Crohn’s of the small bowel is made worse with tobacco and smoking increases the likelihood of needing surgery, with earlier recurrence after surgery.

Question:
I have Crohn’s disease and my doctor says my X-ray studies show internal fistula. What does this mean? Are there any special medicines that can heal these fistulas?

Dr. Marion:
A fistula is a small hole that can form when Crohn’s disease inflammation burrows through the bowel wall. Fistulizing Crohn’s disease can present with fistula to the bowel, internal organs and even to the skin. People with Crohn’s disease and fistula can be at risk of developing infections or abscesses related to their Crohn’s disease. Fistula can present with pain, fever or an abdominal mass or swelling. Commonly, fistula occur around the rectum and can be quite painful. Medications such as 5-ASA drugs are not helpful for fistula.
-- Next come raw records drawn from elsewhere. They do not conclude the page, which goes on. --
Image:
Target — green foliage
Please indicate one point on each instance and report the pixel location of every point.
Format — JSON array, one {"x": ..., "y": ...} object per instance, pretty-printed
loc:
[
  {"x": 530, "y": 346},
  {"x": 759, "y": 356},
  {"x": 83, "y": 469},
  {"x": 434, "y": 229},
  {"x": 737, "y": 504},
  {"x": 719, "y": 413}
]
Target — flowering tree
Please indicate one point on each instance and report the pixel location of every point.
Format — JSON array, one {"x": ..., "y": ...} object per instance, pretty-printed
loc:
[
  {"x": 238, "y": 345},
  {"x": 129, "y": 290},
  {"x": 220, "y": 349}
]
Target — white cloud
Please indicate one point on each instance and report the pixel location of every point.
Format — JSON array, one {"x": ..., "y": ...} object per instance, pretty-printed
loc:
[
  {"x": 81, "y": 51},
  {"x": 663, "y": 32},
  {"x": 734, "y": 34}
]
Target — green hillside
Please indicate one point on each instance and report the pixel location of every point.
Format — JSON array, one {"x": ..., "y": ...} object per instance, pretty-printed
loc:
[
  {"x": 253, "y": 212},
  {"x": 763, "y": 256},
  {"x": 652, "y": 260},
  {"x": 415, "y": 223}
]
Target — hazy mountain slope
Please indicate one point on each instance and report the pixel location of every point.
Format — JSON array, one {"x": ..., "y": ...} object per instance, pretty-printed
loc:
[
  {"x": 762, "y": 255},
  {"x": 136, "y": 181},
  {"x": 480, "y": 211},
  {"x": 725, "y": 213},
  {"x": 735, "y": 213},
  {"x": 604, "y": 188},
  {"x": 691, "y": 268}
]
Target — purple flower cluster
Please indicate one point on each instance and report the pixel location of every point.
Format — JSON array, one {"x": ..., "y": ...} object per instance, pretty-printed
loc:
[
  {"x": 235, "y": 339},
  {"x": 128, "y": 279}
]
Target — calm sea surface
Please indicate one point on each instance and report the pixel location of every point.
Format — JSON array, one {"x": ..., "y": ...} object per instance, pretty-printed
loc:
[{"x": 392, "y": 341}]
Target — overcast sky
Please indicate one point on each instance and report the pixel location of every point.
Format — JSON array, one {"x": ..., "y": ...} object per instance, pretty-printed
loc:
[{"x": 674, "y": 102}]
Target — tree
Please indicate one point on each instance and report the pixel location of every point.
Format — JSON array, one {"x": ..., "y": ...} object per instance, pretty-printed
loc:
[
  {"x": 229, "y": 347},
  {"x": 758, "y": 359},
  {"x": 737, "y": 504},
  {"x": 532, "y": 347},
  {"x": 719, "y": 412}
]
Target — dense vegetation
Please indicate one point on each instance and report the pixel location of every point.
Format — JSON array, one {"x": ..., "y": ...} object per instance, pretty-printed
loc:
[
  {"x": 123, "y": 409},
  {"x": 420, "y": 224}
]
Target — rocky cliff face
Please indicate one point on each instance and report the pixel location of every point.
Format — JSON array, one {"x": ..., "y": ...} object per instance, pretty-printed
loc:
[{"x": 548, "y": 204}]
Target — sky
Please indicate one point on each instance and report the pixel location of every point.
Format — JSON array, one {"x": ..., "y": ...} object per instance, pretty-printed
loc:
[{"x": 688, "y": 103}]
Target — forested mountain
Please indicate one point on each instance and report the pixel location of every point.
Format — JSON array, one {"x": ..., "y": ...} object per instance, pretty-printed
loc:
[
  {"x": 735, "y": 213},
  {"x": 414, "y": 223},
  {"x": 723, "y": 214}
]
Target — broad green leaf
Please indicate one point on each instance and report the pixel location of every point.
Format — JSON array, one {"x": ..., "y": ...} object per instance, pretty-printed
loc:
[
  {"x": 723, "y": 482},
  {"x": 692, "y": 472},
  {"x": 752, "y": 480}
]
Corticosteroids may make the fistula worse and promote abscess formation. Medications currently useful for fistula are antibiotics such as metronidazole (Flagyl) or ciprofloxacin. Immunosuppressive drugs such as 6-mercaptopurine/ azathioprine can help close fistula.

Medications such as infliximab have also been used to effectively treat fistula. Finally, surgery can also be used in the treatment of Crohn’s fistula. Before embarking on any therapy for fistula in Crohn’s you must carefully review the options, risks and benefits with your doctor.